Ticketmaster data breach: Hackers release million records for free
The issue of unauthorized access to the data of hundreds of millions of Ticketmaster customers from last month has not been resolved, and it seems to be gaining momentum. The criminals decided to publish a million stolen records online for free to influence the attacked company.
8:21 AM EDT, June 23, 2024
Information about the access to Ticketmaster customers' data appeared at the beginning of June, although the incident occurred at the end of May. At that time, it was confirmed that 560 million customers' data had been unauthorized, although currently, there is information on the web about an even greater number—680 million.
At the beginning of June, the data was put up for sale online, and it was declared at that time that the records contained, among other things, information about customers' payment cards. As noted now by Malwarebytes Labs, a post by user Sp1d3r appeared on one of the online forums, stating that Ticketmaster did not respond to the proposal to buy back the data, which, in the attackers' interpretation, means a lack of respect for the privacy of millions of users. Therefore, the first million records were just released online for free.
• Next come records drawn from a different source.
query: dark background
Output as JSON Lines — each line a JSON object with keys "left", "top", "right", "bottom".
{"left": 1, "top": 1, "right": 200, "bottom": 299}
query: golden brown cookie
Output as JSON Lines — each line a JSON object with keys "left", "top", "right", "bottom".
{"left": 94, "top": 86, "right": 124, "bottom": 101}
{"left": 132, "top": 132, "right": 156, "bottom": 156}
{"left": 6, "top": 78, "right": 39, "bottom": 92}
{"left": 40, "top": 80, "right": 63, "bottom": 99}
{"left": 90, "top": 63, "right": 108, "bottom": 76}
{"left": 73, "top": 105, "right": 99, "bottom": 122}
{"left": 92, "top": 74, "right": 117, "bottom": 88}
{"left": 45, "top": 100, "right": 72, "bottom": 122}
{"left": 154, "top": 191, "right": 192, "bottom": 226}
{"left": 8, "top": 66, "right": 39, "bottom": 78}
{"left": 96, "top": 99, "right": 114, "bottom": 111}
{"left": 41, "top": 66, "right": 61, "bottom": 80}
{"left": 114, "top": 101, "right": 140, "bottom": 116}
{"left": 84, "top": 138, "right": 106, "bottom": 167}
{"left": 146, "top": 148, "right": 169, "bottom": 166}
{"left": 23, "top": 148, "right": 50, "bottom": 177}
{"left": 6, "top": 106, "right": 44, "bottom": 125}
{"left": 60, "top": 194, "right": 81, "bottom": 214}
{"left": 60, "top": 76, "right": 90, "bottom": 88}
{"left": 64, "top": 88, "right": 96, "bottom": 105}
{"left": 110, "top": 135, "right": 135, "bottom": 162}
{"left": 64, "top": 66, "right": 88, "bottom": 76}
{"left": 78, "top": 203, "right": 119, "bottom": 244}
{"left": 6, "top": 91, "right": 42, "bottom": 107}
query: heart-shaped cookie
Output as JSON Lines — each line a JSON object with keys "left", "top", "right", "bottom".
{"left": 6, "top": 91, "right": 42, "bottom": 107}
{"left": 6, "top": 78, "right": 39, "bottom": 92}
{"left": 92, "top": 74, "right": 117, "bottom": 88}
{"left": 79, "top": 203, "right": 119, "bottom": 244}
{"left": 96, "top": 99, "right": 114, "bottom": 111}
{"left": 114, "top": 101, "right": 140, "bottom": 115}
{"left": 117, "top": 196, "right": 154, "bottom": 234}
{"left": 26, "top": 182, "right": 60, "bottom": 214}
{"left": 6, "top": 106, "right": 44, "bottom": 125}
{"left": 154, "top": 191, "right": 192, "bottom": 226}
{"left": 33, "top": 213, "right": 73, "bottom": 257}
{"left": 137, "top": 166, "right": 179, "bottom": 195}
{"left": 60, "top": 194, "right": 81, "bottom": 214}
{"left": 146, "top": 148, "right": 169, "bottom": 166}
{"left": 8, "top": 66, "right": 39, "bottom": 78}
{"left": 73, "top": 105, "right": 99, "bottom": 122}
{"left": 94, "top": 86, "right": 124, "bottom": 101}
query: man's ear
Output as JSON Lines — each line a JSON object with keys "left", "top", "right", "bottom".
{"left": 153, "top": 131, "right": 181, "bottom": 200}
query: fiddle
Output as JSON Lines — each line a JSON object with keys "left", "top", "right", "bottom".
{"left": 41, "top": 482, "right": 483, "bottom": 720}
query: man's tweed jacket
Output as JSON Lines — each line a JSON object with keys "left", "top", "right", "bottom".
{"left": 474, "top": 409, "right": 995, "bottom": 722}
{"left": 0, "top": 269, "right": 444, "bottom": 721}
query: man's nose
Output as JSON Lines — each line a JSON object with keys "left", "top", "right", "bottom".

As you can easily imagine, such a situation leads to the beginning of many phishing campaigns or other scams, with the victims being the people from the group of a million random Ticketmaster customers whose data was obtained earlier.
Users who have used the service and may therefore, be within the group of those affected should follow basic safety guidelines to protect themselves from the consequences of the data leak:
- Check if the company from which the data was stolen has contacted them about this matter, for example, via email. The communication may contain valuable tips, including instructions on what to do for safety.
- Change the password for their account (and also for other services if the same login data was used, which is generally not recommended).
- Enable two-step authentication wherever possible. This way, even if the login and password fall into the hands of attackers, they cannot log into the victim's account without the second factor, such as a one-time SMS code.
- Stay calm and analyze all communications that may come to them from now on, for example, emails, without emotions. Phishing takes various forms, and the common feature is manipulation, using authentic data (obtained at the time of the leak), and exerting time pressure in cases that are only made up for the attack.